Improved financing structure

The bond offering floated in May 2013 with a total of 45.0 million euros plus 8.0 million euros in new factoring financing have improved our financing structure. Current liabilities thus fell as a percentage of total liabilities from 84.3% (2012) to 54.6% in 2013. Financial expenses declined by 2.9 million euros versus 2012. The 2013 financial result came in lower year-on-year at -8.4 million euros (2012: -2.1 million euros), the 2012 figures being affected by a debt waiver in the amount of 8.9 million euros. 'All in all we have made tremendous progress on several key issues: having balance between short and long-term debt and lowering financial expenses. Now we are putting the last piece of the financing concept in place – taking out new overdraft facilities and other financing options,' commented ALNO AG CFO Ipek Demirtas.

2014 Outlook – Positive Effects in Store

The Board of Management estimates 2014 sales to fall within a corridor of 580 - 600 million euros, due in part to positive impact from the AFG Küchen AG acquisition. Additionally there is potential for increasing sales volume in Switzerland through expansion of the product range into the premium and starter segments for the Piatti brand and internationalization of the Forster Swiss-made steel kitchens brand.

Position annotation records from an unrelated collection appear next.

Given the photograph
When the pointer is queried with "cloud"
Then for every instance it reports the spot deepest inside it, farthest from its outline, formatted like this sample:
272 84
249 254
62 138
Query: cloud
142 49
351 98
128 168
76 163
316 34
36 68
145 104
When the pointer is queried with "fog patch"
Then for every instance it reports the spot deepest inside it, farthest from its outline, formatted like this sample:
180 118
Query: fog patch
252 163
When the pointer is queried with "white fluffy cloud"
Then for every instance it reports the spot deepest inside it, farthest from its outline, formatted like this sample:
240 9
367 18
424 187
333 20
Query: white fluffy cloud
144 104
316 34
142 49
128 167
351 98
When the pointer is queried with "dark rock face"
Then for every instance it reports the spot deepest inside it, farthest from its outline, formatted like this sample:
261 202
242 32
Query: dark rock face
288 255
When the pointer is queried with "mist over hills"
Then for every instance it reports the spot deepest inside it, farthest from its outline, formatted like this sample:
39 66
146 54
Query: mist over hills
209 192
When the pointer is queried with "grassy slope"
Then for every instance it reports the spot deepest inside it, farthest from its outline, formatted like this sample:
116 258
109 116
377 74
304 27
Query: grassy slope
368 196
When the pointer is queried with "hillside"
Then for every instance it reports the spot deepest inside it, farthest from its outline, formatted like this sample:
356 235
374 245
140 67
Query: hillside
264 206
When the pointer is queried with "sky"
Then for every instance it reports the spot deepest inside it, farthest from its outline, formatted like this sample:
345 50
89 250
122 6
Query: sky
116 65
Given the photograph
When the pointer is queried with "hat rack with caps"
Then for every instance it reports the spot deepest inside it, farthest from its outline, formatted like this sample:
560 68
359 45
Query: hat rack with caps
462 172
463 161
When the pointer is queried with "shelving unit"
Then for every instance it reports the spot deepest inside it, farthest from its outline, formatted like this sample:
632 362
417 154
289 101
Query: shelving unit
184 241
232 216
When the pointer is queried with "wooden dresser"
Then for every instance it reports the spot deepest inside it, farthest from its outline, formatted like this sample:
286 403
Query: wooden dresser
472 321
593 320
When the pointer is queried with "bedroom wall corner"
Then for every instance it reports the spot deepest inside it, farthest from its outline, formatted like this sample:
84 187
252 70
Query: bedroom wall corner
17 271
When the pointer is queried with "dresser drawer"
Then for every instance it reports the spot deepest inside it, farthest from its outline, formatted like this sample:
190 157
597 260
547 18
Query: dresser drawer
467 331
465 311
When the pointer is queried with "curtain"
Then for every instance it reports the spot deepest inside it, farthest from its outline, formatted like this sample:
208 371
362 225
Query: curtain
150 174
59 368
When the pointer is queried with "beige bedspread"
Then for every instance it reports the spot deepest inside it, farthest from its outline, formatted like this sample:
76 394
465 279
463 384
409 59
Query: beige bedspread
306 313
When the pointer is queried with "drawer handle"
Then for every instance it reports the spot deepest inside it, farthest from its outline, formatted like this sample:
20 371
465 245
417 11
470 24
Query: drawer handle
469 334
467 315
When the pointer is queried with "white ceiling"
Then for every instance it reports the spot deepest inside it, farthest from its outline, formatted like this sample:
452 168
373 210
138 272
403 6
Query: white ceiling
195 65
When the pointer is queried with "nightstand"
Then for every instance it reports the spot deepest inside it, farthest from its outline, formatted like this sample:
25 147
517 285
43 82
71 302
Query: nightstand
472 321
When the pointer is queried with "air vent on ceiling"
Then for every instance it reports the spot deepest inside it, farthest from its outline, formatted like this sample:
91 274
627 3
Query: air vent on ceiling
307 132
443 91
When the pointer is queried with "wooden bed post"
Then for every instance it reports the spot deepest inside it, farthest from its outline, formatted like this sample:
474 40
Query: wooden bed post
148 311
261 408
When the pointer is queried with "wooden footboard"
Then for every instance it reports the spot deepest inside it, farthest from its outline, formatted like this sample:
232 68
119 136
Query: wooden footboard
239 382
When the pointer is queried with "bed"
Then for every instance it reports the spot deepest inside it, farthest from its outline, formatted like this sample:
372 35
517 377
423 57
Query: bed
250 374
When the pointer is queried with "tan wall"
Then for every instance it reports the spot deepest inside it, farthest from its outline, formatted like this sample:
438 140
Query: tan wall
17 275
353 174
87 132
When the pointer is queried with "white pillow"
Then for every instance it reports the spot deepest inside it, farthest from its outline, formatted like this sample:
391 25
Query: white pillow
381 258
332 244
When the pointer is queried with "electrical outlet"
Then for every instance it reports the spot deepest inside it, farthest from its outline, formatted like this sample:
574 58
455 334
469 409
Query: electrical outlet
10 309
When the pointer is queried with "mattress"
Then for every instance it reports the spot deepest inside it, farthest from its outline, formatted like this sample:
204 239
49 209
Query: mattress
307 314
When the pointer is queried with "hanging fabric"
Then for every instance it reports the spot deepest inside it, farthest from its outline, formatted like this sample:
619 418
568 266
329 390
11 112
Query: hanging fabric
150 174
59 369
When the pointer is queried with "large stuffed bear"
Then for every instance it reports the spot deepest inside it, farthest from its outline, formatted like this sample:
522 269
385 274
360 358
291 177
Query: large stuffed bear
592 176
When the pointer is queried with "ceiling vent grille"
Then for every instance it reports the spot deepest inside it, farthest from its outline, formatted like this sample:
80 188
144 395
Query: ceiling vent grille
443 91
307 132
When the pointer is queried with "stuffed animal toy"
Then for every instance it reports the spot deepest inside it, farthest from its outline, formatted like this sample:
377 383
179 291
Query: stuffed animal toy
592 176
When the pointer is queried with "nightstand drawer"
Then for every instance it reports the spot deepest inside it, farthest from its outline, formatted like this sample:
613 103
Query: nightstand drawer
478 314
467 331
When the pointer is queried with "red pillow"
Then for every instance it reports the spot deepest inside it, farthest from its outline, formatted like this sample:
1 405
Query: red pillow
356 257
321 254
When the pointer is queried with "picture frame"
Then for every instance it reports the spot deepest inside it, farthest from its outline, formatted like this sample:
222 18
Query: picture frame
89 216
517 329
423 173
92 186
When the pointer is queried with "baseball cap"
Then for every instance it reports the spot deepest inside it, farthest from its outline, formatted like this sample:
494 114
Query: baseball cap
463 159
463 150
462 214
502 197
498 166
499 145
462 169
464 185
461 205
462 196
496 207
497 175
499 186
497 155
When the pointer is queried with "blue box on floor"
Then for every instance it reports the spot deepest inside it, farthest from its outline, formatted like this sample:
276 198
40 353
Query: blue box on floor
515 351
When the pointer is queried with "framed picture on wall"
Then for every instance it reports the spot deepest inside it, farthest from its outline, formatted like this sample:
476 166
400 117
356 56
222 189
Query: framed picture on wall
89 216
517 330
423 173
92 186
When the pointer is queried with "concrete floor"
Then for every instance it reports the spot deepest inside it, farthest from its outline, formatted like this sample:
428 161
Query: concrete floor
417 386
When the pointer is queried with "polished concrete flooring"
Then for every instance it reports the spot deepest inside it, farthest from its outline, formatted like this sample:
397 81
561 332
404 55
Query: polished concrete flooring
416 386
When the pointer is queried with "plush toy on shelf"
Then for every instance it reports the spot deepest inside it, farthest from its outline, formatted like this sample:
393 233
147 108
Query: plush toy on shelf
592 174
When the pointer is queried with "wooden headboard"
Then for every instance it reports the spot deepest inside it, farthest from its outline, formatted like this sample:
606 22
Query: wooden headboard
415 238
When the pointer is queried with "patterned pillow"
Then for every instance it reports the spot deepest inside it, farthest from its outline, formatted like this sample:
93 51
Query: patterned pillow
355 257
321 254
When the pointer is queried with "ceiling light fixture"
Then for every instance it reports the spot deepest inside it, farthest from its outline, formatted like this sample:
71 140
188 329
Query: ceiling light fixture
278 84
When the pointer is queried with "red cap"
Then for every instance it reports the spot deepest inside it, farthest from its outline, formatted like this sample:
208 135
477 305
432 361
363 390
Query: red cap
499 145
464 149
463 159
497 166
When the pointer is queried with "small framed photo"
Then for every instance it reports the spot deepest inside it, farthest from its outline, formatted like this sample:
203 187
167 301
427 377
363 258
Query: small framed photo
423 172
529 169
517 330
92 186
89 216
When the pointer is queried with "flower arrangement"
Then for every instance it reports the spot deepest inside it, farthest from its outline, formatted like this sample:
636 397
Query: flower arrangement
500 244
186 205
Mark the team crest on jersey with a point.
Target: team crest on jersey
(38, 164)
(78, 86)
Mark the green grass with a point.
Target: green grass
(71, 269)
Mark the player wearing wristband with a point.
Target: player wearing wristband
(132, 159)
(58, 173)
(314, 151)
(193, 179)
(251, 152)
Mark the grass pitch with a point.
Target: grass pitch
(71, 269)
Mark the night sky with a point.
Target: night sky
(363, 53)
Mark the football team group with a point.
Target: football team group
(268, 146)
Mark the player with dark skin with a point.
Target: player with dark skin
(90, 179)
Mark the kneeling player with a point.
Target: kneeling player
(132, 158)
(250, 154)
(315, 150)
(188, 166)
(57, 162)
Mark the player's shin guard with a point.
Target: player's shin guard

The company will also generate profits from its established distribution network in Switzerland of 80 kitchen studios. Dependence on the highly competitive German market is set to be significantly reduced by growing the high-margin export business.

This will all enhance overall long-term profitability for the ALNO Group. The Board of Management estimates EBITDA of between 20 to 25 million euros for 2014. Estimates reflect one-off effects from the AFG Küchen AG acquisition. ALNO AG expects the projected economies of scale yielding 15 to 20 million euros in savings (full-year effect), realisable starting in 2015.

Purchase price allocation will also have a positive effect in financial year 2014, which are initially reflected in the consolidated financial statements dated 31 March 2014. These will significantly improve the balance sheet structure – particularly equity.

About ALNO AG:

ALNO AG is one of Germany's leading kitchen manufacturers, with a staff of around 2,300 employees. From its seven international production sites the corporation provides a full range of kitchens to the German market and international markets. In addition to the core ALNO brand the ALNO Group also owns the brands Wellmann, Impuls, Pino, Piatti and Forster Swiss-made steel kitchens. The ALNO Group sells in more than 64 countries worldwide through over 6,000 distribution partners. In financial year 2013 the company recorded sales revenue of 395 million euros. Around 33 per cent of revenue was generated abroad.


Jürgen Schulze-Ferebee
Head of Corporate Communications & Investor Relations

Heiligenbergerstrasse 47
88630 Pfullendorf, Germany
Phone: +49 / 75 52 / 21 – 33 16
Fax: +49 / 75 52 / 21 – 77 3316

Legal note:

This press release may contain particular forward-looking statements that are based on current assumptions and prognoses made by the corporate management of ALNO AG or its affiliated companies. Various known and unknown risks and uncertainties as well as other factors may lead to significant deviations in the actual results, financial position, development or performance of ALNO AG and its affiliated companies versus opinions and estimates provided here. Neither ALNO AG nor its affiliated companies assume any obligation to update such forward-looking statements or revise these in light of future events or developments.